BERMAN (on camera): Welcome back to NEW DAY, everyone. That was Robin Williams in one of his many appearances on "The Tonight Show" starring Johnny Carson. You know, Carson once called Williams one of the most creative and original minds we have today. Frankly, that might have been an understatement. In a statement following the legendary comedian's passing, Williams' wife says she hopes the focus will not be on his death, but on the joy and laughter he gave to millions of people. So let's do that, let's focus on that. Larry Hackett is the former managing editor of "People" magazine. He joins us here in studio this morning. I'm so glad we had that clip from "The Tonight Show" because when Robin Williams went on that show and others, what you saw was something unique. You saw people like Johnny Carson, very funny people by the way, who would just sit back and say, what I'm looking at right now is unbelievable.
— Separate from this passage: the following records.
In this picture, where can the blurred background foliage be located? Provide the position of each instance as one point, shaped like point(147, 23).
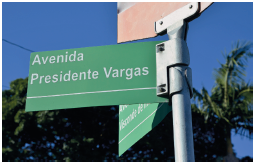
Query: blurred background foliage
point(91, 134)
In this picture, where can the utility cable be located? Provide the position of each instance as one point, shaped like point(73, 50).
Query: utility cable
point(17, 45)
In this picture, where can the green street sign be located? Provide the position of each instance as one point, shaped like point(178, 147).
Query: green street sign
point(93, 76)
point(137, 120)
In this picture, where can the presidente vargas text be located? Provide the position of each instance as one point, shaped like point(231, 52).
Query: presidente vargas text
point(128, 73)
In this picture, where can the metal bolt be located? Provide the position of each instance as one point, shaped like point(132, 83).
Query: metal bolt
point(162, 90)
point(161, 49)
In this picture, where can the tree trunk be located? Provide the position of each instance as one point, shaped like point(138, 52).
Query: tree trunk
point(230, 154)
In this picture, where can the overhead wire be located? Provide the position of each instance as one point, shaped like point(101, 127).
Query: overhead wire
point(17, 45)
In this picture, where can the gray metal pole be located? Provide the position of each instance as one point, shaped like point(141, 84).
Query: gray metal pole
point(182, 123)
point(174, 55)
LARRY HACKETT, FORMER MANAGING EDITOR OF "PEOPLE" MAGAZINE: You're absolutely right. I mean, there are people out there who are funny and you appreciate them. You go that was a, he's a funny person. You would watch Robin Williams and the free association, you would be just shocked and stunned by how that brain was working. You were laughing, but you were also just amazed at how that man came up with that kind of stuff. I think you're talking about the must influential comic personality of the past 50 years without question..
BERMAN: I heard it described as dazzling imagination and dazzling improvisation.
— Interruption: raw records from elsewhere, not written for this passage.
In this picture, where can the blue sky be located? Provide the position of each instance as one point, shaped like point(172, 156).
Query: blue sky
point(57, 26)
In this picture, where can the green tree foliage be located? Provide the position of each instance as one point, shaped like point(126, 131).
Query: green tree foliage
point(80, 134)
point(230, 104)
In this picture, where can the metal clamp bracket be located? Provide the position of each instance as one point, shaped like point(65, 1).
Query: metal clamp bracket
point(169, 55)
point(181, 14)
HACKETT: Absolutely. And, what set him apart, when you look at it now is that it was incredibly wise. It was never mean. It could by cynical and ironic, but it had no contempt. It had a joy about life and he was constantly striving to make these kinds of connections. You look at the culture now, you look at everything from Will Ferrell to "South Park" to John Stewart and John Oliver, you see Robin Williams in all of that. It is absolutely out there. I mean, you cannot underestimate the influence he's had on pop culture right now.
BERMAN: We've been looking at clips all morning from "Aladdin" too, you know, the Disney animated film where he plays the genie, or the voice of the genie.